The quantification of the activation by evaluating all significantly activated voxels revealed CBF increases around 20%. Cerebral blood flow increases of this magnitude are observed regularly only in primary sensory or motor areas, whereas typical activation effects in association areas that have been identified in group studies often did not exceed 10% or even 15%. It remains to be determined whether application of even larger filter sizes or usage of volumes of interest will improve the sensitivity of the procedure for studies of more complex higher brain functions. Sensitivity could also be improved if conditions that allow less variability of the cognitive state, in particular in the baseline condition, reduce CBF fluctuations within each condition.

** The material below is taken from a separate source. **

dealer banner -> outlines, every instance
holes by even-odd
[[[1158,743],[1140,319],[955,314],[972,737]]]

It should be kept in mind that the spatial extent of the resulting activated voxel cluster at a given a threshold is valid only at the resolution imposed by the spatial filtering. Therefore, when projecting the activated voxels onto anatomic (e.g., magnetic resonance) images, the activation borders must be regarded with caution. Because the signal properties of the 15O-H2O-scan are hard to model adequately (Ford, 1995), the probability of missing activated areas with this technique at a given type I error threshold, which represents the type II error, is very difficult to assess. Nevertheless, this would be important, for example, in preoperative speech cortex localization studies and therefore deserves further investigation.
In conclusion, we demonstrate the applicability of the randomization test method for single-case speech activation PET studies, evolving from sensitive (3D) scanner technology and high-speed computing devices. We consider single-case processing capability essential to the study of activation patterns in disease conditions like stroke, dementia, or brain tumors, in which brain anatomy is distorted and blood perfusion mechanisms are yet unknown, as possible therapeutic actions resulting from the localization of eloquent brain areas require evaluation procedures whose validity is guaranteed rather than assumed.